The new competitive dynamic is the move to customisation. "Investors want to customise their strategies rather than taking off-the-shelf products. We believe it's not a fad but a long-lasting trend. The conversations our affiliates are having in this area are heavy."

In Asia, ultra high net worth individuals have been too concentrated on high yield and now they are looking for unconstrained capability in products, added Freeman Tsang, director of business development.

Targeting alternatives

Sullivan said the firm has the landscape of basic strategies covered and it is looking carefully at more alternative products such as private equity, real estate, energy and infrastructure.

"They are far less liquid strategies and typically, they are incongruent with what the retail investor wants, which is daily liquidity. But at the same time we see these as enduring asset classes both institutional and retail investors want to have access to."

A theme in Asia is to encourage investors to diversify and educate them to think outside the box, he said.

"Investors need to think about going beyond traditional investing and go beyond the borders to be fully diversified."

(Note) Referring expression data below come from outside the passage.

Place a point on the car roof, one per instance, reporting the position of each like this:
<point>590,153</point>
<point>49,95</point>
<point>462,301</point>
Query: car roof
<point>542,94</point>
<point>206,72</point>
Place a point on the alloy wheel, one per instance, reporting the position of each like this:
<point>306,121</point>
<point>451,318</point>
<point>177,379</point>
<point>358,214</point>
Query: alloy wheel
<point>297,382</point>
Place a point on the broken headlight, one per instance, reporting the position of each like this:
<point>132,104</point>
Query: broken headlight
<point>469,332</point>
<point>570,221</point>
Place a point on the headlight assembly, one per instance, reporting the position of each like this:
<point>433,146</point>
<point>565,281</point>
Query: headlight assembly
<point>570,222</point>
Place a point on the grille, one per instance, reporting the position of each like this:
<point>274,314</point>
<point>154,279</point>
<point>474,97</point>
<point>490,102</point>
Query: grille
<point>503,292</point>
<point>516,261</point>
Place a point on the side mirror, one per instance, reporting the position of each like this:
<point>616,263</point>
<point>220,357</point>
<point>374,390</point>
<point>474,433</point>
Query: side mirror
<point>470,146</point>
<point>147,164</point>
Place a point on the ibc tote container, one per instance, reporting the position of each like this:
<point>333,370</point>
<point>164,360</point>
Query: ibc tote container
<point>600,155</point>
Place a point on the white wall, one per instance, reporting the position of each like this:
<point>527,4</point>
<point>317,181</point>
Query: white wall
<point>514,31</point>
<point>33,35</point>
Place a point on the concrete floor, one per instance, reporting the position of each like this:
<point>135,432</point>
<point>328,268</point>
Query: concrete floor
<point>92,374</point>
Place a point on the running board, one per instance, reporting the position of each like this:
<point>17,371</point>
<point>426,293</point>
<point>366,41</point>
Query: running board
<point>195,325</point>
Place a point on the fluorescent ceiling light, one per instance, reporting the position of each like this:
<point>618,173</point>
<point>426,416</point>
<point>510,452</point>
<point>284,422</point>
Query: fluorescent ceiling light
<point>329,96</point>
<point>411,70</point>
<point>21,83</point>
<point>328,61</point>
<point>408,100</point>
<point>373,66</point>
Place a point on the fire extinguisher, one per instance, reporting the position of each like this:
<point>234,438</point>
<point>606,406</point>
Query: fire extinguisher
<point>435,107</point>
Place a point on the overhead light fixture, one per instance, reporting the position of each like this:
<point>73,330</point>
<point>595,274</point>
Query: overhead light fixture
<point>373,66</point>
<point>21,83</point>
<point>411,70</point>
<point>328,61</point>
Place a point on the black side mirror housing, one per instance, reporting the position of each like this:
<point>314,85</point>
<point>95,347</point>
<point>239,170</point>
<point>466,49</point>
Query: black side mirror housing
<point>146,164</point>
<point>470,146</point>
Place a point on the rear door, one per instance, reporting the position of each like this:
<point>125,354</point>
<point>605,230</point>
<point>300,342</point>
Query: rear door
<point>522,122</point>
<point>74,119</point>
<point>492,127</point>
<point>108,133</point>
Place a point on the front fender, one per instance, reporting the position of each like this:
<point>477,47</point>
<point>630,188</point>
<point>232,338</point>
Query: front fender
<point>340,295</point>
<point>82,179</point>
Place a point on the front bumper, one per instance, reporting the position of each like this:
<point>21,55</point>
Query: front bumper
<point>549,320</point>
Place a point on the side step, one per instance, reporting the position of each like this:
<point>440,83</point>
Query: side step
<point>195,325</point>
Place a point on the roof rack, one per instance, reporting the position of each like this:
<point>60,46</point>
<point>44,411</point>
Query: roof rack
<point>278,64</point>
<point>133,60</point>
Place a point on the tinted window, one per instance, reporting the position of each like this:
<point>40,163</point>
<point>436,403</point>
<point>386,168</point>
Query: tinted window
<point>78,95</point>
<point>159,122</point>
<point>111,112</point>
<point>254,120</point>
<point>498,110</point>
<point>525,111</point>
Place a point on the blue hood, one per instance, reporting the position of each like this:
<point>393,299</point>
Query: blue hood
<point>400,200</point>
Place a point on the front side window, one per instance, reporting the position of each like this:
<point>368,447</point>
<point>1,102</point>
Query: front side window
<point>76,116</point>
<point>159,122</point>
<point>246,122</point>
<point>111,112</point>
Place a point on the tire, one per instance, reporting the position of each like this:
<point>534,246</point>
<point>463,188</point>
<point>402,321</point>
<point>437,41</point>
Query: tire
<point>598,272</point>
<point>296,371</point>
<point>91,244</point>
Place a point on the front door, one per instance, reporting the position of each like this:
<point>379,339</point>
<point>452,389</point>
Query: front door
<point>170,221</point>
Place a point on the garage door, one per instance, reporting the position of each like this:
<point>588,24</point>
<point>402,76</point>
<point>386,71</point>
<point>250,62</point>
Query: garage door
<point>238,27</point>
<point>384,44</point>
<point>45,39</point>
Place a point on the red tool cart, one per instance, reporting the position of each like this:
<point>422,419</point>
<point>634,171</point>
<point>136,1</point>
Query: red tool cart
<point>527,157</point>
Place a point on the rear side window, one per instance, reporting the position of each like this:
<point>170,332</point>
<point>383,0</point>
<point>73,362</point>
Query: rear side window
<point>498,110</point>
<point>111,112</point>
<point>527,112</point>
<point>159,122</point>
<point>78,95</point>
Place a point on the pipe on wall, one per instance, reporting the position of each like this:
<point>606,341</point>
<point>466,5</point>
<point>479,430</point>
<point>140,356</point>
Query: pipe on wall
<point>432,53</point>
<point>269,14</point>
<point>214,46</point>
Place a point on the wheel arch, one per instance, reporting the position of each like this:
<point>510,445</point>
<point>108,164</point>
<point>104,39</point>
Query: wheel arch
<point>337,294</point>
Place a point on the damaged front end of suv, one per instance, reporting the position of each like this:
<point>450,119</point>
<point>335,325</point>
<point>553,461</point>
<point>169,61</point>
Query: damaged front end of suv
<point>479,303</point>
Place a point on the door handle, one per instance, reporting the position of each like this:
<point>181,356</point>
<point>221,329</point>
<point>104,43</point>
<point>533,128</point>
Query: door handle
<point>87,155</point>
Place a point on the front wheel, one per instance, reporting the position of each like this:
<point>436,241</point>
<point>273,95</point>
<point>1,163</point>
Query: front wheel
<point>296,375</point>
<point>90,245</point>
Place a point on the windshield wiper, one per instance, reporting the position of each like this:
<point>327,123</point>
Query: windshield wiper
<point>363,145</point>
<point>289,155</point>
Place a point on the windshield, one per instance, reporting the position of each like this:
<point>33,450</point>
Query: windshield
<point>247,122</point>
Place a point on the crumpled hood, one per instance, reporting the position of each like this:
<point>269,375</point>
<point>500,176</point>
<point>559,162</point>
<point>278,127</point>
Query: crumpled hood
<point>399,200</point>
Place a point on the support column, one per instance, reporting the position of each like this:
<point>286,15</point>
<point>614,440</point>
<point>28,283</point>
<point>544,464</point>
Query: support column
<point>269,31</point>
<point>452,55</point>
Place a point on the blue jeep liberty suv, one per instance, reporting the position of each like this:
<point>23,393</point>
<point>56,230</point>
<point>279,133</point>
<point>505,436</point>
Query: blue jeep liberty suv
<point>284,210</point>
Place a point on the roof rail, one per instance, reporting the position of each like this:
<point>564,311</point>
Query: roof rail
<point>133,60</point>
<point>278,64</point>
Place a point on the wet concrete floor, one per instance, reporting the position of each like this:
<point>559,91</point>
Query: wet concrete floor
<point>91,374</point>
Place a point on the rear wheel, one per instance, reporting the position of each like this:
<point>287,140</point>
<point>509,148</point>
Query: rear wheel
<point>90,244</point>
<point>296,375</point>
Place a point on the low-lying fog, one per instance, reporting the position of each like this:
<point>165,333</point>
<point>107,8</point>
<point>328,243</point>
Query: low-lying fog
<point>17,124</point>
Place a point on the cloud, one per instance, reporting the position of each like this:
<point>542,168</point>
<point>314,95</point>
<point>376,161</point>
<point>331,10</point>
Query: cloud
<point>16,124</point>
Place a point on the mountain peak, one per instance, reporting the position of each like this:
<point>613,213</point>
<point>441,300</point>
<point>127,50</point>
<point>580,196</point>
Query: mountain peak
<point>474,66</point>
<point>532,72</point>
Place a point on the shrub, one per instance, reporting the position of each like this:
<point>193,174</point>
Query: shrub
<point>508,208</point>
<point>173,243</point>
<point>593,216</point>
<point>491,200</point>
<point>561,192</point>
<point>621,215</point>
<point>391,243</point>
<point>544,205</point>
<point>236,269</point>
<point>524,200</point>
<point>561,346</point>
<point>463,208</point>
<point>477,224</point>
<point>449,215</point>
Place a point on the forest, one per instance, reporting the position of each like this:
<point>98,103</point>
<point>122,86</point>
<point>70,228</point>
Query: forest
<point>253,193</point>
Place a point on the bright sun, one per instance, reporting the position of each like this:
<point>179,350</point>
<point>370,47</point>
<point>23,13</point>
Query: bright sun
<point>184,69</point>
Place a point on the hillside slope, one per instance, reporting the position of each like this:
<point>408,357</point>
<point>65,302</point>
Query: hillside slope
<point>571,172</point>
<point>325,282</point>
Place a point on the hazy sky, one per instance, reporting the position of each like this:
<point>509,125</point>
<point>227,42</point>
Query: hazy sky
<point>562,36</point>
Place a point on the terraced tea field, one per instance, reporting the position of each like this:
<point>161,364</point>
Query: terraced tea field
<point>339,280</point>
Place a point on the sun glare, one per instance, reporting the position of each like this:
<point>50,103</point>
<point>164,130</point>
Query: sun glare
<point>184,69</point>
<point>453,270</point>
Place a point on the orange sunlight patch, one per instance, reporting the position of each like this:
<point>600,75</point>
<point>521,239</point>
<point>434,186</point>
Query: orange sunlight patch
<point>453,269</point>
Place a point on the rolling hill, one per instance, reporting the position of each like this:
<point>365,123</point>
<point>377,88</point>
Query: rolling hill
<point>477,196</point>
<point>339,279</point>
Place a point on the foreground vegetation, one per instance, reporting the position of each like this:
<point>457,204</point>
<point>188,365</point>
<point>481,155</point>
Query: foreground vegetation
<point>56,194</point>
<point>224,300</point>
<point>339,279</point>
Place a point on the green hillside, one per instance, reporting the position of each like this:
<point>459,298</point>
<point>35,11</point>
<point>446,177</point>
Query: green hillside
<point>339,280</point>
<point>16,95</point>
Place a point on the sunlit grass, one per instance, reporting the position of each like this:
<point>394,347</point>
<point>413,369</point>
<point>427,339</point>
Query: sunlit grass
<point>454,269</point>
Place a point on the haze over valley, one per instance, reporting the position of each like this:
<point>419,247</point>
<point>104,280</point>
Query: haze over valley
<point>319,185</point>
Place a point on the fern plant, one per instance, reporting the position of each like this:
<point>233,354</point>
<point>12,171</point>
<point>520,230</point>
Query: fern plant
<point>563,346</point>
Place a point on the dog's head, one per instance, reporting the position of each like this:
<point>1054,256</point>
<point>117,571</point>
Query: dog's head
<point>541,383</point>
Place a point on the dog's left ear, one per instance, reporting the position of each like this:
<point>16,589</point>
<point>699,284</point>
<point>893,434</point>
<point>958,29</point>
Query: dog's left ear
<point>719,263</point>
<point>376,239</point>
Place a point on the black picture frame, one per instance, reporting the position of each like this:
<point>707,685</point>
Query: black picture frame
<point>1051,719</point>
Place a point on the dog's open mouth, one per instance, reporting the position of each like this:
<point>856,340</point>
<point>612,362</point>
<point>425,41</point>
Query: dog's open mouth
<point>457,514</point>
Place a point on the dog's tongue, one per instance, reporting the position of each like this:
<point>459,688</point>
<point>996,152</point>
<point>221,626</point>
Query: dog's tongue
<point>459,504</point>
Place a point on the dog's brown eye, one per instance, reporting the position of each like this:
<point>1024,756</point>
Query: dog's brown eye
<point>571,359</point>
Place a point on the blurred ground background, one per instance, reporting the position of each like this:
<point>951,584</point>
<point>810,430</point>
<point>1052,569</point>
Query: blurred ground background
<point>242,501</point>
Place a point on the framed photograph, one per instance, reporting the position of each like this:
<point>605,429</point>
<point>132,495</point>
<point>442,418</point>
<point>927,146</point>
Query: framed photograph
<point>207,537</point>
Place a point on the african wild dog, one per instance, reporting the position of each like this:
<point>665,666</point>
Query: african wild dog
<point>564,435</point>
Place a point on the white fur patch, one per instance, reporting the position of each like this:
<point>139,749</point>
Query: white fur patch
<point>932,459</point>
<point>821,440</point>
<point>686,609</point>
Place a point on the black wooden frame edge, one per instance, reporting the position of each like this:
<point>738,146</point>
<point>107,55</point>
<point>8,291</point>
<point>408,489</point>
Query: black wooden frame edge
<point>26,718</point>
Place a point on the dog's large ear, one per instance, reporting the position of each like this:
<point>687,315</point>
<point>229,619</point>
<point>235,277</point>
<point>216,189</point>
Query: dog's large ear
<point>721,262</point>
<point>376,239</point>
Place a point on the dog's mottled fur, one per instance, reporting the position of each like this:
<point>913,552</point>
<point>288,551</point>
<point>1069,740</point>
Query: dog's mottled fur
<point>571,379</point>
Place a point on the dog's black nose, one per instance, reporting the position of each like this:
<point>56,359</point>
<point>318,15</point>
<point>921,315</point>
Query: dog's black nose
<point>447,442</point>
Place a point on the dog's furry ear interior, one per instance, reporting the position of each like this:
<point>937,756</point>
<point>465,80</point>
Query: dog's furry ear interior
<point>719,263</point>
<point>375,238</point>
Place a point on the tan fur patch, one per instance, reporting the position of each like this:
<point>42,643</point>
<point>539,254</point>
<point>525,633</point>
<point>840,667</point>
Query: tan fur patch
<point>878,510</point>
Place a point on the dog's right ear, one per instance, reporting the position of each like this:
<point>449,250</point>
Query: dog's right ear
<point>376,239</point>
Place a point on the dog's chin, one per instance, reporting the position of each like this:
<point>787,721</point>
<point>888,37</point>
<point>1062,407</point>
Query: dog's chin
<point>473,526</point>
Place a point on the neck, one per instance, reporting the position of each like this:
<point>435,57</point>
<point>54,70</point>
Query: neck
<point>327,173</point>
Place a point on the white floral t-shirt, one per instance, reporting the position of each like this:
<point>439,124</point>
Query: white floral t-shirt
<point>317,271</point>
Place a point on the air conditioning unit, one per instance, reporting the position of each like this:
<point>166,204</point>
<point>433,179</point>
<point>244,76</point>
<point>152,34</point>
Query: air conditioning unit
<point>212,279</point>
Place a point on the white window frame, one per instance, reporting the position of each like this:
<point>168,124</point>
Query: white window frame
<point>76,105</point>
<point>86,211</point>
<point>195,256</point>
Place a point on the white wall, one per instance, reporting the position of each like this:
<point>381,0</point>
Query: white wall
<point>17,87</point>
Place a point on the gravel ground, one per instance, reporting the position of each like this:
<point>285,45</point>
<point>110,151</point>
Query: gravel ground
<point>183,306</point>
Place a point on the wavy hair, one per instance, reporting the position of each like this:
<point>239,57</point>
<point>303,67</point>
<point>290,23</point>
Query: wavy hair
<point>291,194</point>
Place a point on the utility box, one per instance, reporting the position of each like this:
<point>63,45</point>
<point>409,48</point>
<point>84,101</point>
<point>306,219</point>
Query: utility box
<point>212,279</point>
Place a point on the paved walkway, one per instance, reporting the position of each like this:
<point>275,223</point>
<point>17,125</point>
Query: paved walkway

Legg Mason had 80% year-on-year sales growth in Asia for the most recent quarter ending 30 September, Sullivan said. However, the results reflect the acquisition of Scotland-based equity specialist Martin Currie, which manages assets in Asia. Earlier this year, Legg Mason also acquired New York-based QS Investors, a global quantitative equities provider.

Sullivan estimated that 38% of his firm's business is sourced outside of the US. The goal is to get the balance between US and international business split evenly.

"The US represents half the world's AUM, but it is growing slower than the international space."

Lennie Lim, the firm's managing director and regional head of Asia, discussed his firm's Asia strategy in a previous FSA article.

Size matters

Fund houses are facing competitive pressures, in part because larger global private banks are shrinking the number of asset managers they work with while under increasing pressure to build up due diligence processes and reduce fees.

A fund house has to be careful about over-concentration in one distributor to avoid getting squeezed, Sullivan said.

Small- and mid-sized fund managers have a tougher time due to rising operating costs, he added.

"Take one example, cybersecurity. For a small asset manager, the resources needed to devote to that are overwhelming. Regulatory and technical requirements for fund houses are increasing and scale really matters."